In His Own Shadow
by Li-Young Lee
He is seated in the first darkness of his body sitting in the lighter dark of the room, the greater light of day behind him, beyond the windows, where Time is the country. His body throws two shadows: One onto the table and the piece of paper before him, and one onto his mind. One makes it difficult for him to see the words he’s written and crossed out on the paper. The other keeps him from recognizing another master than Death. He squints. He reads: Does the first light hide inside the first dark?
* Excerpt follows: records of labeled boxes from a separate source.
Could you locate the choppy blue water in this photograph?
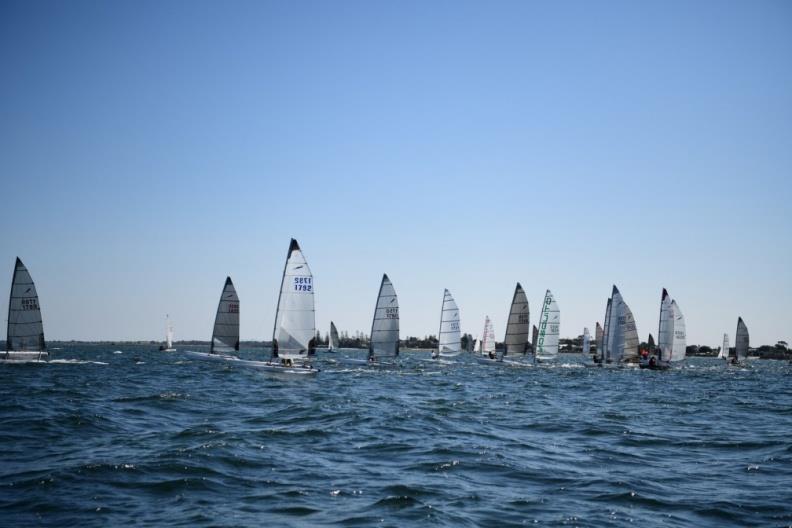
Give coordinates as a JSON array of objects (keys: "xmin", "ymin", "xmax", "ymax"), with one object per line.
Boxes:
[{"xmin": 0, "ymin": 345, "xmax": 792, "ymax": 527}]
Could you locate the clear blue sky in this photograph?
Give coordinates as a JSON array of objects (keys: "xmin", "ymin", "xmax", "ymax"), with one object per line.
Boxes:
[{"xmin": 0, "ymin": 1, "xmax": 792, "ymax": 345}]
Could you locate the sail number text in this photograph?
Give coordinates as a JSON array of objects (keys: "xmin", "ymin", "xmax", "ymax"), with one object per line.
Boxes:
[{"xmin": 294, "ymin": 277, "xmax": 313, "ymax": 292}]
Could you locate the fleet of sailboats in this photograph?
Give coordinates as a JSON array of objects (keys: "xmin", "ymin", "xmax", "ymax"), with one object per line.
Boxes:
[{"xmin": 0, "ymin": 244, "xmax": 764, "ymax": 373}]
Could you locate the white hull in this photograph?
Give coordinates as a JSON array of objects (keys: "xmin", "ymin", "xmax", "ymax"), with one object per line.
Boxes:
[{"xmin": 0, "ymin": 351, "xmax": 49, "ymax": 363}]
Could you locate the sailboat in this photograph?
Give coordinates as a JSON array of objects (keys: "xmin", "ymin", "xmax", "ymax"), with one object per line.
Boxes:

He reads: While all bodies share the same fate, all voices do not.
Behind My Eyes (W.W. Norton, 2009)





This poem feels like a quiet moment of a man sitting alone with himself, aware of how much darkness a body can hold.
There’s something deeply human in the way he sits between shadows one cast on the table, the other cast inside his mind.
The outer shadow simply blurs his writing, but the inner one blurs his sense of meaning, his sense of who is truly in control.
The poem captures that fragile instant when a person realises how easily the mind can become its own dim room.
His squinting feels like a small act of courage, a human attempt to see through fear, doubt, and the weight of mortality.
The question “Does the first light hide inside the first dark?” sounds like someone searching for hope in the very place where despair begins.
There’s a tenderness in the idea that understanding might be born from darkness, that clarity might grow from confusion.
The poem recognises how the fear of death can quietly shape a life, becoming a shadow that follows every thought.
Yet the final line opens a window: even if all bodies share the same fate, each voice carries its own fragile, irreplaceable truth.
In the end, the poem becomes a meditation on being human living with shadows, reaching for light, and trying to understand the space between the two.
What a mysterious poem. Li-Young Lee is directing the reader's eye and mind.